Strasbourg, 24/03/2009 (Agence Europe) - Invités par la presse à donner leur avis sur la question de savoir si l'on doit, ou non, empêcher - et comment - le Français Jean-Marie Le Pen (non inscrits) de présider, en tant que doyen d'âge s'il venait à être réélu (il aura 81 ans en juin), la session inaugurale du nouveau Parlement en juillet prochain (voir aussi EUROPE n° 9856), les présidents des groupes politiques ont répondu en ordre dispersé, mardi 24 mars à Strasbourg. « Je suis préoccupé qu'un fasciste, négationniste de l'holocauste, pour qui Auschwitz est un détail de l'Histoire, puisse présider la session inaugurale parce qu'il est doyen d'âge. Quelle honte que cet homme, avec l'idéologie qu'il représente, puisse présider, même un court moment, une assemblée multinationale. Que faire alors ? On peut modifier le règlement », a insisté le président du groupe socialiste, l'Allemand Martin Schulz. « Nous sommes pour que le député le plus jeune ouvre la session inaugurale.

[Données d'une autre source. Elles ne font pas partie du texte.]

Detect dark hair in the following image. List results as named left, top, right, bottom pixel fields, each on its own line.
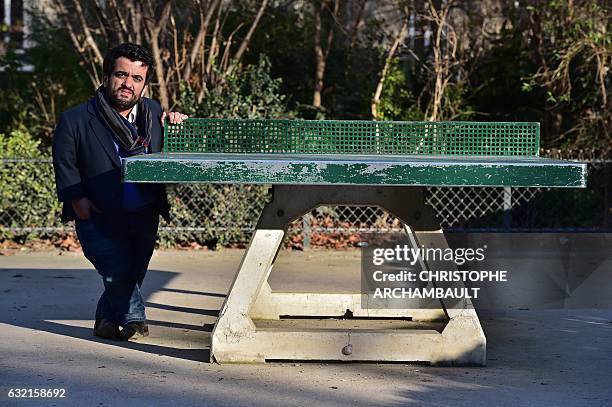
left=102, top=42, right=153, bottom=84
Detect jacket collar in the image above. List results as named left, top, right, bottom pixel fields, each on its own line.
left=87, top=99, right=121, bottom=167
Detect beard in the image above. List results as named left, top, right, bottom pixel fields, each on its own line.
left=106, top=87, right=140, bottom=110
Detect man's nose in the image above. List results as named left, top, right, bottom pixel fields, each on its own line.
left=122, top=75, right=134, bottom=89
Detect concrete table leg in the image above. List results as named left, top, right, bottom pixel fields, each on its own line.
left=211, top=186, right=486, bottom=365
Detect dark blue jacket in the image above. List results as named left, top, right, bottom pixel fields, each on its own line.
left=53, top=98, right=169, bottom=222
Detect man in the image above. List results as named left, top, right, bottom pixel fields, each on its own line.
left=53, top=44, right=187, bottom=340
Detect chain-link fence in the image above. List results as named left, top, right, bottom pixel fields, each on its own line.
left=0, top=159, right=612, bottom=247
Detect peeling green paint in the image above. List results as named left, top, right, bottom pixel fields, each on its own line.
left=123, top=153, right=586, bottom=187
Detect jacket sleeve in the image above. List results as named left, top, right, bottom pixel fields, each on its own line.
left=52, top=113, right=85, bottom=202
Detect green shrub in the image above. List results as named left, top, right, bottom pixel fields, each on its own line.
left=0, top=129, right=61, bottom=240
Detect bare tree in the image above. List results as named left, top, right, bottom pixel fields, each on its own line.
left=425, top=0, right=461, bottom=121
left=50, top=0, right=269, bottom=109
left=312, top=0, right=340, bottom=107
left=370, top=7, right=409, bottom=120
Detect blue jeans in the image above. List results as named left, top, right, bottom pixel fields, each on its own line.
left=75, top=209, right=159, bottom=326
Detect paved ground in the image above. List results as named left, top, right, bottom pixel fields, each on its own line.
left=0, top=250, right=612, bottom=406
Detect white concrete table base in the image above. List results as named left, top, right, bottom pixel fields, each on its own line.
left=211, top=185, right=486, bottom=365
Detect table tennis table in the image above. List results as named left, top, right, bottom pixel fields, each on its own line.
left=122, top=119, right=587, bottom=365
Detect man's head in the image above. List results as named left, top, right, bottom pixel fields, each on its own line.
left=102, top=43, right=153, bottom=112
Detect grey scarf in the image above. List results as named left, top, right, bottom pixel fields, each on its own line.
left=95, top=86, right=152, bottom=157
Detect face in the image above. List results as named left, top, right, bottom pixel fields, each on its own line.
left=104, top=57, right=147, bottom=112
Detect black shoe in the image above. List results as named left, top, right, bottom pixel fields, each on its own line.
left=94, top=318, right=118, bottom=339
left=119, top=322, right=149, bottom=341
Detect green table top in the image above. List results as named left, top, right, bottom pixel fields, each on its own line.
left=122, top=153, right=587, bottom=188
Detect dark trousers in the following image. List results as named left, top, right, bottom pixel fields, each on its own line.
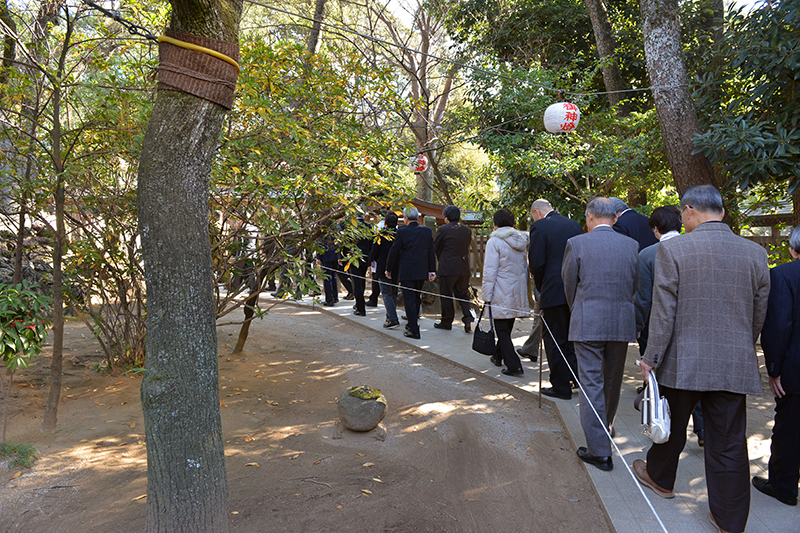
left=350, top=266, right=367, bottom=313
left=439, top=276, right=472, bottom=324
left=769, top=394, right=800, bottom=498
left=542, top=304, right=578, bottom=395
left=647, top=385, right=752, bottom=533
left=336, top=270, right=353, bottom=296
left=492, top=318, right=522, bottom=372
left=368, top=273, right=381, bottom=305
left=575, top=341, right=628, bottom=457
left=400, top=279, right=425, bottom=335
left=322, top=261, right=339, bottom=304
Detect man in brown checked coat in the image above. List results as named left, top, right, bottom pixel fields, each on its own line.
left=633, top=185, right=769, bottom=533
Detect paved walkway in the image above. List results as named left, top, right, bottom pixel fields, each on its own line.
left=270, top=298, right=800, bottom=533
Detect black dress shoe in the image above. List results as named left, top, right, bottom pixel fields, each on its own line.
left=517, top=348, right=539, bottom=363
left=753, top=476, right=797, bottom=506
left=542, top=387, right=572, bottom=400
left=576, top=446, right=614, bottom=470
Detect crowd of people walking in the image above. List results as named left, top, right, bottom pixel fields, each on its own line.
left=296, top=185, right=800, bottom=533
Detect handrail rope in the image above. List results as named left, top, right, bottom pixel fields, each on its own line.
left=310, top=265, right=669, bottom=533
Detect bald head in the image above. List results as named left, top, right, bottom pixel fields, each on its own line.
left=531, top=198, right=553, bottom=222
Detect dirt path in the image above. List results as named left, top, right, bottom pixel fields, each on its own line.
left=0, top=306, right=610, bottom=533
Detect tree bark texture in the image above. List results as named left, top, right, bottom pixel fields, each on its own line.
left=584, top=0, right=631, bottom=117
left=138, top=0, right=241, bottom=533
left=640, top=0, right=716, bottom=194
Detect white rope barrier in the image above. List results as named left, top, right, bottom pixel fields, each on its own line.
left=296, top=266, right=669, bottom=533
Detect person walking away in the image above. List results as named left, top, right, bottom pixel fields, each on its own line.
left=633, top=185, right=769, bottom=533
left=753, top=226, right=800, bottom=505
left=482, top=209, right=530, bottom=377
left=433, top=205, right=473, bottom=333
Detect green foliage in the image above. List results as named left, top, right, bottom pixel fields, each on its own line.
left=694, top=0, right=800, bottom=193
left=0, top=282, right=52, bottom=372
left=0, top=442, right=39, bottom=468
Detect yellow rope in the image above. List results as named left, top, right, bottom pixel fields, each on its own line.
left=158, top=35, right=241, bottom=73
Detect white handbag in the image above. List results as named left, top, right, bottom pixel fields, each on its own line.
left=639, top=370, right=670, bottom=444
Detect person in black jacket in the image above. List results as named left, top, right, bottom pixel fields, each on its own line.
left=386, top=207, right=436, bottom=339
left=433, top=205, right=473, bottom=333
left=610, top=197, right=658, bottom=252
left=528, top=199, right=583, bottom=400
left=753, top=226, right=800, bottom=505
left=370, top=211, right=400, bottom=328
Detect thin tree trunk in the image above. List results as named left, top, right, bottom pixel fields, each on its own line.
left=584, top=0, right=631, bottom=117
left=640, top=0, right=716, bottom=194
left=138, top=0, right=242, bottom=533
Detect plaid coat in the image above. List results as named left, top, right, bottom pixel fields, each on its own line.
left=643, top=222, right=769, bottom=394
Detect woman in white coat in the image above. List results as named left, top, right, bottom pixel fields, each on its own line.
left=483, top=209, right=530, bottom=377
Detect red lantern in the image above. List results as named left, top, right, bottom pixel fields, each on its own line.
left=544, top=102, right=581, bottom=133
left=411, top=153, right=428, bottom=173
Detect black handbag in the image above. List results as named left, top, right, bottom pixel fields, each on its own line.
left=472, top=305, right=495, bottom=355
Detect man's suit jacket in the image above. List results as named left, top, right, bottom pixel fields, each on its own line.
left=761, top=260, right=800, bottom=394
left=433, top=222, right=472, bottom=276
left=528, top=211, right=583, bottom=309
left=614, top=209, right=658, bottom=252
left=561, top=226, right=639, bottom=342
left=386, top=221, right=436, bottom=281
left=643, top=222, right=769, bottom=394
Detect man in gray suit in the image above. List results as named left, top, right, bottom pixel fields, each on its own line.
left=633, top=185, right=769, bottom=533
left=561, top=198, right=639, bottom=470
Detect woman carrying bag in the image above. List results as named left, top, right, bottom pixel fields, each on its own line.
left=482, top=209, right=530, bottom=377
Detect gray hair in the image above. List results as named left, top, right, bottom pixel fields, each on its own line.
left=531, top=198, right=553, bottom=213
left=403, top=207, right=419, bottom=220
left=789, top=222, right=800, bottom=254
left=609, top=196, right=628, bottom=215
left=586, top=196, right=621, bottom=219
left=681, top=185, right=723, bottom=214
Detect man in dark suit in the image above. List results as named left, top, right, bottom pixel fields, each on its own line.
left=753, top=226, right=800, bottom=505
left=561, top=198, right=639, bottom=470
left=525, top=199, right=583, bottom=400
left=633, top=185, right=769, bottom=533
left=385, top=207, right=436, bottom=339
left=433, top=205, right=472, bottom=333
left=610, top=197, right=658, bottom=252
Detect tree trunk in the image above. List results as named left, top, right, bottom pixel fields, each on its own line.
left=640, top=0, right=716, bottom=194
left=138, top=0, right=241, bottom=533
left=584, top=0, right=631, bottom=117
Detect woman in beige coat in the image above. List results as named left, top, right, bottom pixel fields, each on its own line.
left=483, top=209, right=530, bottom=377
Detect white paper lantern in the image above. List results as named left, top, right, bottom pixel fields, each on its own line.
left=544, top=102, right=581, bottom=133
left=411, top=154, right=428, bottom=173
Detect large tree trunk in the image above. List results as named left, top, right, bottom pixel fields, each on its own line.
left=640, top=0, right=716, bottom=194
left=138, top=0, right=241, bottom=533
left=584, top=0, right=631, bottom=117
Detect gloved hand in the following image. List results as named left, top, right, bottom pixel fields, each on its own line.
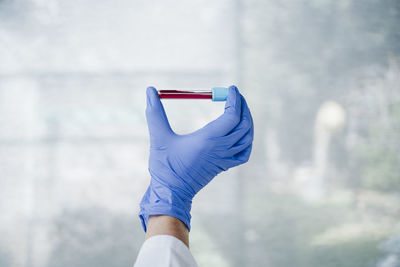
left=139, top=86, right=254, bottom=231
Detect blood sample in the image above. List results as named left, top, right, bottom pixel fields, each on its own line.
left=158, top=87, right=229, bottom=101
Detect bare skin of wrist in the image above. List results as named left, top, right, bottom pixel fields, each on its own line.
left=146, top=215, right=189, bottom=247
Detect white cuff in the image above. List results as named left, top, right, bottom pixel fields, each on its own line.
left=134, top=235, right=197, bottom=267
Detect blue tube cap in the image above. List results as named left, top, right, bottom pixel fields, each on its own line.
left=212, top=87, right=229, bottom=101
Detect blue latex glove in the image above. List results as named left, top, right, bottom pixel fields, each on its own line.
left=139, top=86, right=254, bottom=231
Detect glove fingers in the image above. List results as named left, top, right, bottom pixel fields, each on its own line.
left=146, top=87, right=173, bottom=138
left=226, top=131, right=253, bottom=156
left=234, top=143, right=253, bottom=165
left=220, top=96, right=254, bottom=147
left=199, top=86, right=242, bottom=137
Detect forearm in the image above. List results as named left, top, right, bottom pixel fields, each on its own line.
left=146, top=215, right=189, bottom=247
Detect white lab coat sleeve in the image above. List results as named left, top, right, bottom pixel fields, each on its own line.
left=134, top=235, right=197, bottom=267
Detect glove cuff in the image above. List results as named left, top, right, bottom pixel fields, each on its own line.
left=139, top=182, right=192, bottom=232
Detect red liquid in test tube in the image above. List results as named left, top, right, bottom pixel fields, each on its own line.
left=158, top=87, right=229, bottom=101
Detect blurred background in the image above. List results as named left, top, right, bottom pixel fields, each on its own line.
left=0, top=0, right=400, bottom=267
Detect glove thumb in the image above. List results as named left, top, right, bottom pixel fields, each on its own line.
left=146, top=87, right=173, bottom=143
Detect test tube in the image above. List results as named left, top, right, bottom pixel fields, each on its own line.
left=158, top=87, right=229, bottom=101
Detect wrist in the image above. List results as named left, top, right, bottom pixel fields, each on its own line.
left=139, top=181, right=192, bottom=232
left=146, top=215, right=189, bottom=247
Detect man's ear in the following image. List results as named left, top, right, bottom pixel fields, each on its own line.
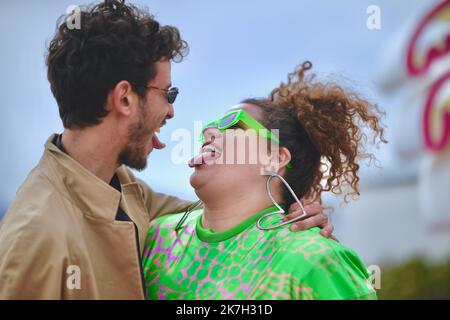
left=109, top=80, right=137, bottom=116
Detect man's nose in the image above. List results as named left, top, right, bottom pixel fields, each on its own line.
left=166, top=103, right=175, bottom=119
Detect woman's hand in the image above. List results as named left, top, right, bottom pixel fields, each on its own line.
left=283, top=202, right=338, bottom=241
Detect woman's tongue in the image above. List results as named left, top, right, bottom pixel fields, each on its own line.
left=188, top=151, right=218, bottom=168
left=152, top=134, right=166, bottom=149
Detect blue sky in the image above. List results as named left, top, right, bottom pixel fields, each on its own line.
left=0, top=0, right=434, bottom=215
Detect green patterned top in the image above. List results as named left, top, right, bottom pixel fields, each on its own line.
left=142, top=207, right=376, bottom=300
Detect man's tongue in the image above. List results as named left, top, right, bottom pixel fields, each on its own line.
left=152, top=134, right=166, bottom=149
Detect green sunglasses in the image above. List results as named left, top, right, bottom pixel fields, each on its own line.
left=200, top=109, right=292, bottom=169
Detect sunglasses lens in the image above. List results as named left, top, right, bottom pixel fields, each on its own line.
left=219, top=113, right=237, bottom=128
left=167, top=88, right=178, bottom=104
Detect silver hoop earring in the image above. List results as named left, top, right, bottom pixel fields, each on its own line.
left=256, top=172, right=308, bottom=230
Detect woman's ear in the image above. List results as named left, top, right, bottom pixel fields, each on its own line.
left=279, top=147, right=292, bottom=169
left=265, top=147, right=292, bottom=173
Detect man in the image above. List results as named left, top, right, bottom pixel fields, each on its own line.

Nous ne souhaitons cela pas à cause de [M.] Le Pen, mais parce que l'Europe, c'est l'avenir. Le plus vieux, c'est ringard. Sortons des sentiers battus, je suis partisan que la députée la plus jeune préside la session inaugurale. Mais il ne sera pas facile de changer le règlement », a estimé le président des Verts, l'Allemand Daniel Cohn-Bendit. « S'il venait à présider, ce serait pour un temps très court. Je pense qu'il n'y a aucune raison de traiter différemment M. Le Pen même si je déteste sa politique », juge quant à lui le président des libéraux, le Britannique Graham Watson. « Pour l'instant, nous n'avons pas de proposition de changement de règlement, mais le règlement est très clair, le doyen d'âge préside la session inaugurale. M. Le Pen est très « national ». Espérons alors que le 14 juillet il sera en France pour les festivités de la fête nationale », a estimé pour sa part le président du groupe PPE-DE, le Français Joseph Daul. « Je ne suis pas du tout d'accord pour que Le Pen préside la session inaugurale si cela devait être le cas. Il faut tout faire pour l'en empêcher. S'il faut modifier le règlement pour cela, nous devons en discuter », a conclu le président de la GUE/NGL, le Français Francis Wurtz. (E.H.)